2. Stop repeating yourself. And stop believing your own stories. Make a conscious effort to stop having the same pointless conversations about the same issues. With others and yourself.
3. Don’t wait for the perfect time. For the most part, perfect timing is a myth. It’s just another delaying tactic. We know what you’re up to. Some people will die waiting for the right time. Don’t join the club.
4. Shift your focus. Imagine I said to you “if you don’t think about the number seven for the next sixty seconds, I’ll give you a million dollars”. You’d never win the money because you’d constantly be telling yourself not to think about the number seven. Trying to ‘not’ think about something doesn’t work. Instead, shift your attention and energy elsewhere. Try something more positive. Something more solution-focused. I’ve always found that helping others with their challenges puts my so-called problems into a very different perspective. The less I obsess about me, the more empowered and effective I become.

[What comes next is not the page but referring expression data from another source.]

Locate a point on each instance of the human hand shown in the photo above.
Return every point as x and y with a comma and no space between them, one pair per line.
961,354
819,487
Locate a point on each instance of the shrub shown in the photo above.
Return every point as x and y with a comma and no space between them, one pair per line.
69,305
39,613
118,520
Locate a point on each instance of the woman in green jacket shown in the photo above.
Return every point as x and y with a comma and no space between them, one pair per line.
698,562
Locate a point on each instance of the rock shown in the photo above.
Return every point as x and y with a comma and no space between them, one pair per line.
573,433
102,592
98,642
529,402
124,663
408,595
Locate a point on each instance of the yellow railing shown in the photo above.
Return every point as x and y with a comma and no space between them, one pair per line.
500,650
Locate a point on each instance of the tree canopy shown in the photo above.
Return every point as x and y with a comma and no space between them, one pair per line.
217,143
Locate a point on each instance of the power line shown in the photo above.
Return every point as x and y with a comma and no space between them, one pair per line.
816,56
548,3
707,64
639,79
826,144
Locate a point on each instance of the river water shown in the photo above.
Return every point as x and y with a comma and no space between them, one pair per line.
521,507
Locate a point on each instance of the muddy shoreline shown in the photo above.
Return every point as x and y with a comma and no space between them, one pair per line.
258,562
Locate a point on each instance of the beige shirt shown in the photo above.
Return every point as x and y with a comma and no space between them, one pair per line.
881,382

5. Every so often, do something that scares you. Not to be mistaken with doing something life-threatening or stupid. When we face our fears and come out the other side (as we usually do), we experience an immediate internal shift. For the better. Overcoming fear is typically about doing more and thinking less.
6. Commit to doing something new every day. Having new experiences helps us transform our internal landscape. It could be something big (jumping out of a plane) or something small (saying hello to a stranger). When we do different we become different. Change produces change.
7. Hang out with doers. People who will challenge you. Not people who will get on board your train to Over-Thinkers-Ville.
8. Allow yourself to make mistakes. It’s okay to be wrong. And flawed. And dysfunctional. Normal, in fact. Welcome to the world’s biggest club. Some people never take a first step because their goal is perfection. Such a bad goal. Don’t let your ego (“I don’t want to look stupid”) get in the way of your potential. When you’re making mistakes, you’re learning, you’re taking chances, you’re being proactive and mostly importantly, you’re growing.